The tenants appealed and argued that the trial court abused its discretion in issuing the injunction because (i) the association governing documents did not address dog restrictions, (ii) the association did not adequately investigate the downstairs neighbors’ noise complaints with a physical investigation, and (iii) the tenants were denied an opportunity the challenge the violation notices and fines imposed by the association by attending the disciplinary hearings to which the landlord was called.
The Court of Appeals affirmed the trial court’s grant of injunction, noting that the nuisance provision in the HOA’s CC&Rs was broad enough to allow the HOA to exclude dogs from specified common areas for health and safety reasons. The Court further held that that CC&Rs did not require the HOA to conduct a physical investigation prior to finding a noise nuisance, stating: “[HOA] is entitled to seek an injunction to stop acoustic nuisances that interfere with a neighbors’ quiet enjoyment; the request may be supported by testimony from affected homeowners that the noise is ‘intolerable.’”
Finally, the Court held that the tenants did not have standing to assert the rights of their landlord before the board concerning the fines imposed for the tenants’ violations, and the HOA did not have to give the tenants an opportunity to be heard.

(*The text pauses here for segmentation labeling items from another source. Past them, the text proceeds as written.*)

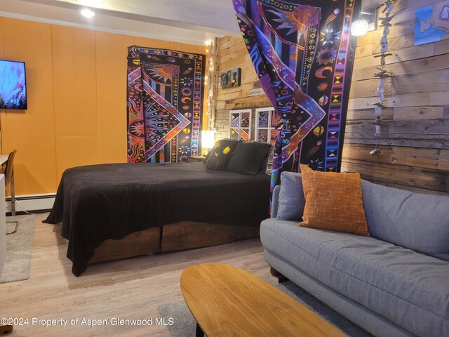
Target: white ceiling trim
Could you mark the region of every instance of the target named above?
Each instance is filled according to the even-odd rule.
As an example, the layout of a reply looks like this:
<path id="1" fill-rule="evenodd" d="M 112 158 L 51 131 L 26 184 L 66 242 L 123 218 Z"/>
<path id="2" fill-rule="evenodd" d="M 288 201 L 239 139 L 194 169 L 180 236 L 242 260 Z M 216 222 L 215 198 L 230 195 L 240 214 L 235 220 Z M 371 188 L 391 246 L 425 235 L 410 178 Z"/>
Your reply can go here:
<path id="1" fill-rule="evenodd" d="M 98 5 L 101 4 L 100 3 L 104 3 L 103 6 L 107 4 L 109 7 L 107 7 L 107 9 L 98 9 L 90 6 L 91 8 L 95 11 L 96 14 L 93 18 L 88 19 L 82 17 L 79 13 L 79 10 L 83 8 L 82 6 L 74 4 L 73 0 L 69 1 L 71 1 L 72 3 L 69 3 L 65 0 L 8 0 L 7 1 L 1 0 L 0 1 L 0 15 L 52 25 L 195 45 L 204 45 L 206 41 L 213 39 L 215 37 L 221 37 L 224 35 L 241 35 L 238 32 L 238 25 L 233 11 L 231 13 L 233 18 L 231 27 L 232 27 L 232 24 L 236 27 L 236 27 L 234 27 L 234 31 L 223 30 L 220 25 L 215 25 L 215 27 L 208 28 L 201 25 L 190 23 L 192 20 L 196 20 L 195 16 L 198 15 L 196 13 L 194 13 L 194 15 L 192 13 L 186 13 L 186 15 L 184 15 L 185 18 L 184 22 L 175 22 L 173 19 L 177 18 L 176 15 L 178 15 L 179 8 L 177 11 L 175 11 L 175 13 L 171 14 L 171 16 L 166 15 L 165 18 L 150 18 L 145 15 L 130 13 L 129 11 L 131 9 L 135 11 L 139 8 L 130 8 L 130 9 L 129 4 L 128 7 L 122 6 L 116 8 L 117 10 L 126 11 L 112 11 L 109 8 L 112 3 L 117 2 L 116 0 L 98 0 L 97 1 Z M 165 0 L 162 2 L 173 3 L 174 1 L 177 1 L 178 0 Z M 189 0 L 186 2 L 201 2 L 203 1 Z M 218 2 L 222 1 L 231 3 L 230 0 L 220 0 Z M 75 1 L 77 1 L 77 0 L 75 0 Z M 155 14 L 157 14 L 158 13 L 162 13 L 164 8 L 161 7 L 159 9 L 159 11 L 155 11 L 154 5 L 156 2 L 161 1 L 161 0 L 152 0 L 152 1 L 145 1 L 144 2 L 147 4 L 147 7 L 153 10 Z M 86 3 L 86 1 L 83 2 Z M 105 4 L 107 2 L 108 4 Z M 125 5 L 126 2 L 131 2 L 135 5 L 140 1 L 138 0 L 137 1 L 122 1 L 122 5 Z M 140 5 L 143 6 L 141 2 Z M 148 6 L 149 2 L 151 4 L 149 6 Z M 215 1 L 211 2 L 213 3 Z M 58 6 L 55 6 L 55 4 Z M 162 5 L 160 4 L 160 6 Z M 166 6 L 168 5 L 166 5 Z M 205 6 L 207 6 L 207 4 Z M 149 8 L 147 8 L 146 12 L 142 10 L 142 13 L 148 15 L 149 13 Z M 211 10 L 208 9 L 207 11 L 210 11 Z M 207 12 L 207 11 L 206 11 Z M 228 13 L 227 15 L 229 15 L 229 13 Z"/>

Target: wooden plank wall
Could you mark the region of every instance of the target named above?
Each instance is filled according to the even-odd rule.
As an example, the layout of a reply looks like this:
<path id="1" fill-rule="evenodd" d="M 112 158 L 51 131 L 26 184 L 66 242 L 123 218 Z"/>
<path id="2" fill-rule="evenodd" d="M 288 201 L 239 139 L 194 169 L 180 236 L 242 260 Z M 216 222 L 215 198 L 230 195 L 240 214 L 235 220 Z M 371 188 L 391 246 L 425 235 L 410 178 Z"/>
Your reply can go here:
<path id="1" fill-rule="evenodd" d="M 380 137 L 375 137 L 374 109 L 378 80 L 379 29 L 357 41 L 350 93 L 342 171 L 385 185 L 429 193 L 449 192 L 449 39 L 414 46 L 415 11 L 441 0 L 397 0 L 389 35 L 386 69 L 394 77 L 386 85 L 387 109 Z M 364 0 L 370 8 L 380 0 Z M 241 87 L 218 90 L 217 137 L 229 136 L 232 109 L 270 106 L 264 95 L 250 95 L 260 87 L 240 38 L 220 39 L 220 72 L 242 69 Z M 381 152 L 371 156 L 377 146 Z"/>

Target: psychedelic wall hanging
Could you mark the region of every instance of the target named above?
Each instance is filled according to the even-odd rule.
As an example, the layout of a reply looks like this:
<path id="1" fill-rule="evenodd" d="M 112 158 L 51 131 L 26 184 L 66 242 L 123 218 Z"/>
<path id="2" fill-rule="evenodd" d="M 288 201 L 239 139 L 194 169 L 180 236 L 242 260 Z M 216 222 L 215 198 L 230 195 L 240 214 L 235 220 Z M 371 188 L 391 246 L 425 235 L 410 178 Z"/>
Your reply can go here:
<path id="1" fill-rule="evenodd" d="M 272 188 L 299 164 L 338 171 L 358 0 L 232 0 L 262 87 L 281 121 Z"/>
<path id="2" fill-rule="evenodd" d="M 178 162 L 201 152 L 206 56 L 128 48 L 128 161 Z"/>
<path id="3" fill-rule="evenodd" d="M 449 0 L 417 9 L 415 13 L 415 46 L 449 39 Z"/>

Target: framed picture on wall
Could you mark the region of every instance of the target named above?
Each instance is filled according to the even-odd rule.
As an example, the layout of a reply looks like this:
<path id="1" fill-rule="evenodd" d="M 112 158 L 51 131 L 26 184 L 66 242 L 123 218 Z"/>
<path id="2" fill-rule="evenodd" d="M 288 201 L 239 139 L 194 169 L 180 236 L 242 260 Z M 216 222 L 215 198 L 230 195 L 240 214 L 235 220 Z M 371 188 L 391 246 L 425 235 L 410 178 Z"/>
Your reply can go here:
<path id="1" fill-rule="evenodd" d="M 274 107 L 261 107 L 255 110 L 255 130 L 254 139 L 257 142 L 274 145 L 277 135 L 276 126 L 279 124 Z"/>
<path id="2" fill-rule="evenodd" d="M 229 112 L 229 138 L 250 140 L 252 113 L 251 109 Z"/>

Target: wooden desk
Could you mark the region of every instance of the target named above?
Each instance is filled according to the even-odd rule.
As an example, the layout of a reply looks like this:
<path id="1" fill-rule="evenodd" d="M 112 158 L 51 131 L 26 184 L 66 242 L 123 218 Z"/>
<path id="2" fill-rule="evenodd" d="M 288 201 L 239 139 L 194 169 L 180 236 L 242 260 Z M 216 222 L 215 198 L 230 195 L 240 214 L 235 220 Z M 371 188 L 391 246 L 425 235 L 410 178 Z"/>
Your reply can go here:
<path id="1" fill-rule="evenodd" d="M 181 291 L 196 319 L 197 337 L 345 336 L 275 286 L 230 265 L 187 268 Z"/>
<path id="2" fill-rule="evenodd" d="M 4 165 L 8 161 L 9 154 L 0 154 L 0 165 Z M 11 176 L 11 215 L 15 216 L 15 189 L 14 188 L 14 168 L 13 168 L 13 174 Z"/>

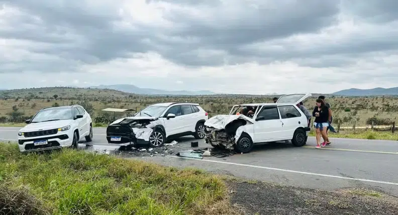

This case reinforces that only homeowners have the right to attend general and executive session meetings of the Board. Because tenants do not have the same due process rights as owners, only the landlord need be called to a hearing prior to issuing disciplinary action for a tenant’s violations. Because due process requires the opportunity to present evidence in one’s defense, however, the landlord may choose to invite the tenants to testify at the hearing as witnesses, in which case the tenants need only be heard and need not be afforded any opportunity for interaction with the board. Finally, because due process includes the right to present a defense, it is generally advisable to allow homeowners to be represented by legal counsel at a hearing upon sufficient prior notice to the board.